Females engaged in pre-laying exoduses of 27.7 ± 6.1 days in the Falklands and longer trips of 31.6 ± 2.8 days in Kerguelen. Males carried out significantly shorter trips, of 19.2 ± 3.3 days in the Falklands and 22.4 ± 8.4 days in Kerguelen (Fig. 1, Table 3). The longer trip duration in females compensated for the earlier departure, such that females and males returned to the colonies on similar dates, on 18 November (± 4 days) on average, in both colonies (Table 3, Fig. 1).

During the pre-laying exodus, males travelled 5552 ± 1981 km from the Falklands and much further, summing 9379 ± 4293 km from Kerguelen. Females of both colonies travelled even longer distances, 7792 ± 2056 km from the Falklands and 12,257 ± 1422 km from Kerguelen (Table 3) and the exoduses of females were also longer in duration. Likewise, Thin-billed prions from Kerguelen reached longer maximum distances from the colony (males: 2449 ± 668 km, females: 2660 ± 752 km) than Thin-billed prions from the Falklands (males: 1403 ± 763 km, females: 1460 ± 835 km). The mean daily travel speeds were very similar between sexes, but Kerguelen birds travelled faster (Falklands: 285 ± 61 km/day vs. Kerguelen: 405 ± 117 km/day, Table 3).

The distribution during the pre-laying exodus did not differ between the sexes (Fig. 4). Thin-billed prions from the Falklands foraged in temperate waters over the Patagonian Shelf, while Kerguelen birds mainly used open-ocean waters south of the Polar Front (Fig. 4).

Fig. 4
figure4

Kernel density contours showing the areas used during the pre-laying exoduses of male and female Thin-billed prions Pachyptila belcheri tracked using geolocators from the Falklands (marked light to dark blue) and Kerguelen (marked orange to red). The dotted line represents the oceanographic location of the Polar Front

Incubation

The behaviour after return from the pre-laying exodus was consistent between the colonies (Table 4). Females departed earlier on the first incubation trip, after spending 3.2 ± 2.3 days on average in the burrow.
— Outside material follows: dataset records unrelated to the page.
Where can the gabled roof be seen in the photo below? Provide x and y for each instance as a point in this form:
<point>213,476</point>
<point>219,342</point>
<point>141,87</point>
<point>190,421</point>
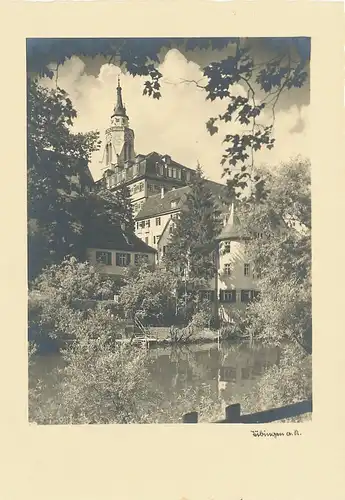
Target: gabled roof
<point>156,205</point>
<point>115,238</point>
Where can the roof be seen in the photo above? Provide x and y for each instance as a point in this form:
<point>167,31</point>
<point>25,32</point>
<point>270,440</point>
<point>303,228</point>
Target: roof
<point>115,238</point>
<point>119,109</point>
<point>156,205</point>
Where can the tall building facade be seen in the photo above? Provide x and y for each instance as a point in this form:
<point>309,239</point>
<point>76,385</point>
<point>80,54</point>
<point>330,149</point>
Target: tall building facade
<point>145,175</point>
<point>158,186</point>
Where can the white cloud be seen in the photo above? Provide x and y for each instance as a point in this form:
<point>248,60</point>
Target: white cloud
<point>174,124</point>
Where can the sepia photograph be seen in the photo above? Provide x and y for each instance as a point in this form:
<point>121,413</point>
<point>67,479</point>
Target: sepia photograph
<point>169,230</point>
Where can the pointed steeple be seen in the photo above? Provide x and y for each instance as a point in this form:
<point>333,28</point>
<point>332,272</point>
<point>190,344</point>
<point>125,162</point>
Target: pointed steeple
<point>232,228</point>
<point>119,109</point>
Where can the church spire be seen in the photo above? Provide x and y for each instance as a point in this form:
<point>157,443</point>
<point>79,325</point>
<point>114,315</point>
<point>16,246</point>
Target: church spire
<point>119,109</point>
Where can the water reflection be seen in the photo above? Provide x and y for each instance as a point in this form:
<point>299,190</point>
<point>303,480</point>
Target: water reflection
<point>231,370</point>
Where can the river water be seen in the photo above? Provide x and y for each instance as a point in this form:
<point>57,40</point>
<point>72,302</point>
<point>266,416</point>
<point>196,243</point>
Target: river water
<point>230,369</point>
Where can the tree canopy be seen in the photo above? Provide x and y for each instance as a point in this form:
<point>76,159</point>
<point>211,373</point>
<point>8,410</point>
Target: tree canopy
<point>281,253</point>
<point>265,68</point>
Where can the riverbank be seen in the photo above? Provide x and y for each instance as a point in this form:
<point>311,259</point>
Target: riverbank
<point>206,337</point>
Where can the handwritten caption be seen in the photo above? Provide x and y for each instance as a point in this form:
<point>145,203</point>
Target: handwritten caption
<point>275,435</point>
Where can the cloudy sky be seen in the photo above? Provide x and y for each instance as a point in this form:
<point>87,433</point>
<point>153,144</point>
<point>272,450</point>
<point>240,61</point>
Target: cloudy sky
<point>175,124</point>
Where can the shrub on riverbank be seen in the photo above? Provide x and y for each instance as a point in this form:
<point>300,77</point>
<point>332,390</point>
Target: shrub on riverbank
<point>106,383</point>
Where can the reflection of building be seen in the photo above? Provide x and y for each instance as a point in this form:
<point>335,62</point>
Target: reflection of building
<point>242,367</point>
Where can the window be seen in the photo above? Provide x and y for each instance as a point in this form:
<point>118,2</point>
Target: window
<point>207,294</point>
<point>103,258</point>
<point>228,295</point>
<point>227,374</point>
<point>246,295</point>
<point>123,259</point>
<point>227,269</point>
<point>246,269</point>
<point>256,294</point>
<point>138,258</point>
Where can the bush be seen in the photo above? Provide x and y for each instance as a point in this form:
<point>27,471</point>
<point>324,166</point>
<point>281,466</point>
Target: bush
<point>104,383</point>
<point>288,383</point>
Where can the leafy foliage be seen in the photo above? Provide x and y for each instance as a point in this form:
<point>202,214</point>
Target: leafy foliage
<point>55,291</point>
<point>287,383</point>
<point>281,252</point>
<point>58,177</point>
<point>107,208</point>
<point>263,81</point>
<point>193,236</point>
<point>148,294</point>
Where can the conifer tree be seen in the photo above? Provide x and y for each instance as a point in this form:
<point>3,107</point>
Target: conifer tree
<point>190,251</point>
<point>112,208</point>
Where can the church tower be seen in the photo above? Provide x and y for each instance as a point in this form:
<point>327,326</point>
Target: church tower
<point>119,148</point>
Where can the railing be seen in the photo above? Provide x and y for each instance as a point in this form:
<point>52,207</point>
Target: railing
<point>233,414</point>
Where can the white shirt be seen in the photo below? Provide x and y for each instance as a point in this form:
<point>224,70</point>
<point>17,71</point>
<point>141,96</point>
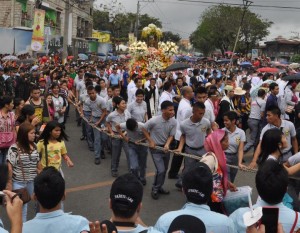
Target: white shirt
<point>165,96</point>
<point>184,108</point>
<point>210,107</point>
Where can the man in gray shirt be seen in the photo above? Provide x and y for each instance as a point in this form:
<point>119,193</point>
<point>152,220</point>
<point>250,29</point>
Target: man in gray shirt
<point>162,130</point>
<point>138,108</point>
<point>97,106</point>
<point>136,133</point>
<point>255,119</point>
<point>194,131</point>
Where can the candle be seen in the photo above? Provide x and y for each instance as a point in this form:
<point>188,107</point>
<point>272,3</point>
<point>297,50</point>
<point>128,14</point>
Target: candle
<point>250,203</point>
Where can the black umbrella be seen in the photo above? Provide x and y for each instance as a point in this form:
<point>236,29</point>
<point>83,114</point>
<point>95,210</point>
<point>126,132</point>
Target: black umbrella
<point>177,66</point>
<point>292,77</point>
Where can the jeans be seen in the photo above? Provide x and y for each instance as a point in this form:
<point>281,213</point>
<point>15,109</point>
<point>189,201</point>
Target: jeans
<point>138,159</point>
<point>232,159</point>
<point>29,186</point>
<point>189,163</point>
<point>89,130</point>
<point>3,154</point>
<point>255,127</point>
<point>161,162</point>
<point>117,145</point>
<point>97,139</point>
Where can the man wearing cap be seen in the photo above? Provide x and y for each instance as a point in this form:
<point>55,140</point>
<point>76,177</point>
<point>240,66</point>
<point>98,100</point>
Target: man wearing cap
<point>197,187</point>
<point>114,78</point>
<point>126,196</point>
<point>162,129</point>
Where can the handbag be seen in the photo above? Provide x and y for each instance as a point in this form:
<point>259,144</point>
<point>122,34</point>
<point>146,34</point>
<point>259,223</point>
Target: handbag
<point>23,193</point>
<point>7,138</point>
<point>235,200</point>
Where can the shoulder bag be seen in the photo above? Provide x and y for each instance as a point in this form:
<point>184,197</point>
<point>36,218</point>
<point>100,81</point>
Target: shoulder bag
<point>23,193</point>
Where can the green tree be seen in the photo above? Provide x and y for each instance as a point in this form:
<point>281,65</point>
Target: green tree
<point>170,36</point>
<point>218,27</point>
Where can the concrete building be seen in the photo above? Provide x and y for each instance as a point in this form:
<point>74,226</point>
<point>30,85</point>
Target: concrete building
<point>20,13</point>
<point>281,49</point>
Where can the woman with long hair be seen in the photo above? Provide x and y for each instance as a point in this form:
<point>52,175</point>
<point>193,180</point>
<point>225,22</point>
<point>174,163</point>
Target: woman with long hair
<point>216,143</point>
<point>7,126</point>
<point>22,160</point>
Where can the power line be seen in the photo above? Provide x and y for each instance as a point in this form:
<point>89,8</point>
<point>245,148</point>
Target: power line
<point>236,4</point>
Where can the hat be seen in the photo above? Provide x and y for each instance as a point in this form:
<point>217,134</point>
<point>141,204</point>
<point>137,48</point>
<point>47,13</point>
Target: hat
<point>228,88</point>
<point>198,184</point>
<point>126,192</point>
<point>239,91</point>
<point>187,224</point>
<point>208,85</point>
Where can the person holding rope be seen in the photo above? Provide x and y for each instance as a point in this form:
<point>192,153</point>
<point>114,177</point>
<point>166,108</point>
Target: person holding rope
<point>162,129</point>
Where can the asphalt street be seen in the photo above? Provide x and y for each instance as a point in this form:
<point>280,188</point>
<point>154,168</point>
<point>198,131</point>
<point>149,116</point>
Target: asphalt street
<point>88,185</point>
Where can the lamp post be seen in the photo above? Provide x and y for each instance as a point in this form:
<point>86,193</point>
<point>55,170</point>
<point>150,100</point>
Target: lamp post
<point>246,4</point>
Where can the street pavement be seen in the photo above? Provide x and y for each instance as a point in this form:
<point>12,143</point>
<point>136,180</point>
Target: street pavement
<point>88,185</point>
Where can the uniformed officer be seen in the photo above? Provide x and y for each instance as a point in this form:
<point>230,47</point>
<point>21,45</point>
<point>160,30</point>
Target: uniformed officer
<point>235,152</point>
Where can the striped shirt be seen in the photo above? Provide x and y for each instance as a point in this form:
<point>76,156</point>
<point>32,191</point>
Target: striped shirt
<point>29,163</point>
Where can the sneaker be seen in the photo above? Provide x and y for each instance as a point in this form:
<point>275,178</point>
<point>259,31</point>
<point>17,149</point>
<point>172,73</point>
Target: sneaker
<point>143,181</point>
<point>163,191</point>
<point>102,155</point>
<point>114,174</point>
<point>97,161</point>
<point>154,194</point>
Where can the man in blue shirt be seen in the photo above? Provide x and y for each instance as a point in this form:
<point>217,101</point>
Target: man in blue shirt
<point>49,191</point>
<point>271,184</point>
<point>197,187</point>
<point>114,78</point>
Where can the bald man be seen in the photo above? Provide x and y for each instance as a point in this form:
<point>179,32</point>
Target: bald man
<point>183,112</point>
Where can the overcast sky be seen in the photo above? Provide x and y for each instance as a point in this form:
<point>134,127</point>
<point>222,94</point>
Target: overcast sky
<point>183,17</point>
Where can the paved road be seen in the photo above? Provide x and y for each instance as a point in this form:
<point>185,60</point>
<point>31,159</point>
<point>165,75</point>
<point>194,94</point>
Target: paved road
<point>88,185</point>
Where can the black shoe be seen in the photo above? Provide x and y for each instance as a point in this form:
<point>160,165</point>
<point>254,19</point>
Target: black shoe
<point>163,191</point>
<point>97,161</point>
<point>143,181</point>
<point>114,174</point>
<point>173,177</point>
<point>102,155</point>
<point>178,184</point>
<point>154,194</point>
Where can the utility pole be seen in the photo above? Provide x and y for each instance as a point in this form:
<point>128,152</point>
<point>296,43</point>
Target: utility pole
<point>66,32</point>
<point>136,29</point>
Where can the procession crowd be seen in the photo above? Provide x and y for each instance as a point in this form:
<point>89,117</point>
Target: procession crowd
<point>197,117</point>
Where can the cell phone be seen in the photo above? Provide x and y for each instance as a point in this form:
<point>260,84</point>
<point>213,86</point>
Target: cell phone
<point>270,219</point>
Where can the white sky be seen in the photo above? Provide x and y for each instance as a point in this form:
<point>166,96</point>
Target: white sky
<point>182,17</point>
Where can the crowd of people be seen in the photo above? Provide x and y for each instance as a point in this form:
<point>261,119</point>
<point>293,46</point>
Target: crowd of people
<point>204,111</point>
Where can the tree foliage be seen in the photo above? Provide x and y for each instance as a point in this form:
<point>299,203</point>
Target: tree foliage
<point>122,23</point>
<point>218,27</point>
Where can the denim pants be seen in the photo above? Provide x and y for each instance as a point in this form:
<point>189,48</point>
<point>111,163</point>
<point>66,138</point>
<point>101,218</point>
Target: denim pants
<point>189,163</point>
<point>232,159</point>
<point>254,126</point>
<point>89,130</point>
<point>117,145</point>
<point>138,159</point>
<point>161,162</point>
<point>3,154</point>
<point>29,186</point>
<point>97,139</point>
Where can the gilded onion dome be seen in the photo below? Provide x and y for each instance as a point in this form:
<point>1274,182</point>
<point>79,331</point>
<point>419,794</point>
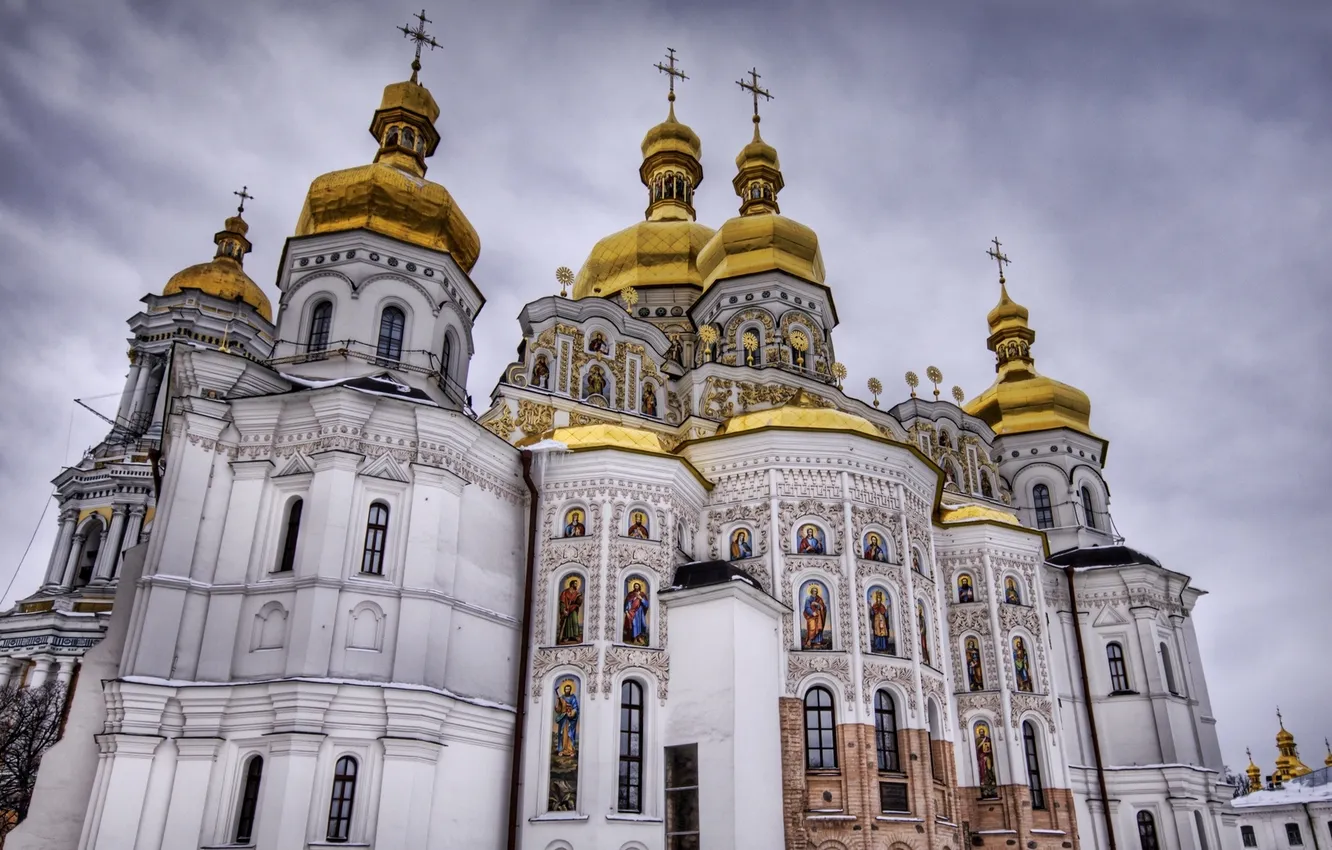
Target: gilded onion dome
<point>390,195</point>
<point>224,277</point>
<point>761,239</point>
<point>662,249</point>
<point>1020,400</point>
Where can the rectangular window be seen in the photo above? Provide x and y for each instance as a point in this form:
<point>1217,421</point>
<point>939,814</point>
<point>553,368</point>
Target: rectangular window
<point>893,797</point>
<point>682,797</point>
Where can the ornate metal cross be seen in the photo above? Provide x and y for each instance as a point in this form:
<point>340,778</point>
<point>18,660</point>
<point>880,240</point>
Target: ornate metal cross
<point>245,196</point>
<point>671,71</point>
<point>421,37</point>
<point>998,256</point>
<point>754,89</point>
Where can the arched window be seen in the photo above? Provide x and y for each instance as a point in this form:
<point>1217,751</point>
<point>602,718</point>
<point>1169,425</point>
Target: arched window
<point>376,532</point>
<point>1088,506</point>
<point>249,801</point>
<point>819,730</point>
<point>291,534</point>
<point>886,732</point>
<point>630,746</point>
<point>340,802</point>
<point>392,324</point>
<point>321,323</point>
<point>1044,513</point>
<point>1147,832</point>
<point>1034,785</point>
<point>1168,669</point>
<point>1118,669</point>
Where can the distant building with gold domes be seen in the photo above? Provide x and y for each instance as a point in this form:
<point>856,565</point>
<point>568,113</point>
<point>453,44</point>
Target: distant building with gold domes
<point>673,588</point>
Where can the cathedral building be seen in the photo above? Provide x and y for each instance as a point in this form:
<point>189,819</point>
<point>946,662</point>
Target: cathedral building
<point>671,589</point>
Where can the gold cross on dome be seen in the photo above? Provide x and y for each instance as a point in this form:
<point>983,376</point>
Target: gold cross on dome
<point>670,71</point>
<point>245,196</point>
<point>754,89</point>
<point>998,256</point>
<point>421,37</point>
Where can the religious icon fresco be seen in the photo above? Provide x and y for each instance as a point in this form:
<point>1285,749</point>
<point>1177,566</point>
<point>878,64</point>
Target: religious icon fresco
<point>638,525</point>
<point>881,621</point>
<point>574,522</point>
<point>814,613</point>
<point>541,372</point>
<point>1020,665</point>
<point>966,592</point>
<point>569,622</point>
<point>923,629</point>
<point>564,748</point>
<point>873,548</point>
<point>741,545</point>
<point>637,612</point>
<point>810,540</point>
<point>986,761</point>
<point>1010,592</point>
<point>975,672</point>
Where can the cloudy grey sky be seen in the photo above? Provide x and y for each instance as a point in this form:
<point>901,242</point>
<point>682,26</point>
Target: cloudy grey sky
<point>1159,173</point>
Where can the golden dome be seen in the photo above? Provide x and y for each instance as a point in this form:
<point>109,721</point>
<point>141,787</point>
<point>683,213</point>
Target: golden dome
<point>1020,400</point>
<point>761,239</point>
<point>224,277</point>
<point>392,196</point>
<point>662,249</point>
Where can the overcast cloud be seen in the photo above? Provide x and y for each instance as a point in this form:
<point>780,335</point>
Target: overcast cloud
<point>1159,176</point>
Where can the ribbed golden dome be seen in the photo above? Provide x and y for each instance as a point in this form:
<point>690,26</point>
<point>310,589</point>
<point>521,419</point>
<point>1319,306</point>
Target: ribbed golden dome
<point>1020,400</point>
<point>224,277</point>
<point>761,239</point>
<point>392,196</point>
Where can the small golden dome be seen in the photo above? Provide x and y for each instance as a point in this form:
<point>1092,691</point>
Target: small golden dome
<point>1020,400</point>
<point>224,277</point>
<point>392,196</point>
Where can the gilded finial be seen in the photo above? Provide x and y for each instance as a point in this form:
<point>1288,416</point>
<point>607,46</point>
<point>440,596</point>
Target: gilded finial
<point>935,376</point>
<point>565,276</point>
<point>753,87</point>
<point>245,196</point>
<point>421,37</point>
<point>998,256</point>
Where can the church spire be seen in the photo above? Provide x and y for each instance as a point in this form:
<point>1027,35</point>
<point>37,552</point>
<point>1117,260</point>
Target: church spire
<point>758,176</point>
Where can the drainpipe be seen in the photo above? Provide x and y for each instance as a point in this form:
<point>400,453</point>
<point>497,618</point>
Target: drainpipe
<point>1091,712</point>
<point>524,656</point>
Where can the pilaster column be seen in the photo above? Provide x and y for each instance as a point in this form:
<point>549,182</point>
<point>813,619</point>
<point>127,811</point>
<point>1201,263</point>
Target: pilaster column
<point>109,548</point>
<point>67,581</point>
<point>60,554</point>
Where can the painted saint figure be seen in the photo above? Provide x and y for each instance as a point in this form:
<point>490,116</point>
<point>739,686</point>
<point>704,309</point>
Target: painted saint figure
<point>541,372</point>
<point>986,761</point>
<point>637,605</point>
<point>638,525</point>
<point>811,540</point>
<point>975,673</point>
<point>925,633</point>
<point>966,593</point>
<point>564,748</point>
<point>1020,665</point>
<point>874,548</point>
<point>815,612</point>
<point>881,622</point>
<point>1010,592</point>
<point>573,524</point>
<point>741,546</point>
<point>570,612</point>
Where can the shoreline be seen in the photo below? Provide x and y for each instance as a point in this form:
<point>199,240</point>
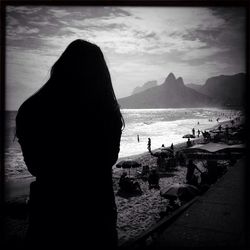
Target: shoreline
<point>177,147</point>
<point>135,214</point>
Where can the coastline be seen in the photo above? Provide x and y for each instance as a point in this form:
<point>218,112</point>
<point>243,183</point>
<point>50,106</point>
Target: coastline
<point>146,158</point>
<point>135,214</point>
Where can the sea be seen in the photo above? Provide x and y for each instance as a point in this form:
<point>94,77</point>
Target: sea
<point>162,126</point>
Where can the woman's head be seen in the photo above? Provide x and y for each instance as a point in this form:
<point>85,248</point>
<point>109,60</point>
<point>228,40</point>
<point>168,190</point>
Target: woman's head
<point>81,74</point>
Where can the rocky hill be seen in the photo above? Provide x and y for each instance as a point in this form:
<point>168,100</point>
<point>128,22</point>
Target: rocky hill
<point>171,94</point>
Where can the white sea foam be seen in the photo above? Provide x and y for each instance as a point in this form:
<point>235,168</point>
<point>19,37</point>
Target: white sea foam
<point>165,126</point>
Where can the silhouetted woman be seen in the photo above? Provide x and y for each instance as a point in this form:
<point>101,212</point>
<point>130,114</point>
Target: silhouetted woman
<point>72,201</point>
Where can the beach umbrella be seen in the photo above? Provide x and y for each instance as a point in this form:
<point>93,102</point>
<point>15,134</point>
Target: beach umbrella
<point>188,136</point>
<point>128,164</point>
<point>181,191</point>
<point>162,153</point>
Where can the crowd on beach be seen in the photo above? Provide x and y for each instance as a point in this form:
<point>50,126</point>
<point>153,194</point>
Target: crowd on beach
<point>145,205</point>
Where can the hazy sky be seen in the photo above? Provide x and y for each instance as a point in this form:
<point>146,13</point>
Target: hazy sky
<point>140,44</point>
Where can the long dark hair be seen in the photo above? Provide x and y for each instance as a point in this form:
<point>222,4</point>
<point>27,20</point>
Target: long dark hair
<point>81,71</point>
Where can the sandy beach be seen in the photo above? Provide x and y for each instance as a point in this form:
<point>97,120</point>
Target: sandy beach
<point>135,214</point>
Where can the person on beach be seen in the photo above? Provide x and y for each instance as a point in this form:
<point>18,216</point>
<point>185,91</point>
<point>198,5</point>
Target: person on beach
<point>153,179</point>
<point>51,127</point>
<point>193,131</point>
<point>149,144</point>
<point>190,176</point>
<point>189,143</point>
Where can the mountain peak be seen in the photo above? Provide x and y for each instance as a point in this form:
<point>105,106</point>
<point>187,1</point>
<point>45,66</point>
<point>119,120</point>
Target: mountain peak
<point>170,77</point>
<point>179,81</point>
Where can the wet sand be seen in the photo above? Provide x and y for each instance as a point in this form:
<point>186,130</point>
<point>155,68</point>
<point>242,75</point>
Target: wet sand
<point>135,214</point>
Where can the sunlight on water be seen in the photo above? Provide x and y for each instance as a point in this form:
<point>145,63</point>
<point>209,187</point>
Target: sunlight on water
<point>165,126</point>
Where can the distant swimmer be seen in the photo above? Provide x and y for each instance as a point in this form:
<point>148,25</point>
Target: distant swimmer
<point>193,131</point>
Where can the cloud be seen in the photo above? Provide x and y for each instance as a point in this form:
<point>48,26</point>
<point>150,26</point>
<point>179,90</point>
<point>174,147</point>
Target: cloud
<point>139,43</point>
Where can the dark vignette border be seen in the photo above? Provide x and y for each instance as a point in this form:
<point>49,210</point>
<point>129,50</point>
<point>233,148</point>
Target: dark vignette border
<point>178,3</point>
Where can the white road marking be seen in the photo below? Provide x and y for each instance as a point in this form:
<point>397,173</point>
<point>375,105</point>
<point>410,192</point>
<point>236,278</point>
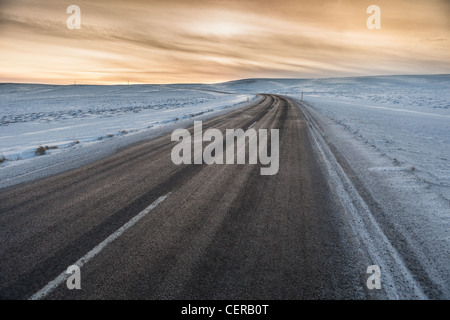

Incubation trips by females started on 20 November (± 2 days) on average. Males covered the first incubation shift, thus spending longer than females in the burrow (9.8 ± 2.4 days; Table 4). Males then departed on average on 26 November (± 3 days) for their first incubation trip to sea.

Table 4 Effects of colony and sex on timing and duration of the first incubation trip of Thin-billed prions Pachyptila belcheri from the Falkland/Malvinas Islands and Kerguelen

The first foraging trips during incubation of males and females were similar in duration, total distance covered and travel speed, but differed between the colonies (Table 4). Incubation trips of Thin-billed prions from Kerguelen were longer in both duration (Table 4, Falklands: 7.3 ± 1.7 days, Kerguelen: 10.3 ± 1.3 days), and total distance covered (Table 4, Falklands: 2737 ± 833 km, Kerguelen: 4850 ± 946 km). Likewise, Thin-billed prions from Kerguelen reached longer maximum distances from the colony during incubation trips (1462 ± 347 km) than Thin-billed prions from the Falklands (883 ± 399 km). Daily travel speeds of males and females were also faster in prions from Kerguelen (Table 4, Falklands: 375 ± 82 km/day, Kerguelen: 495 ± 120 km/day).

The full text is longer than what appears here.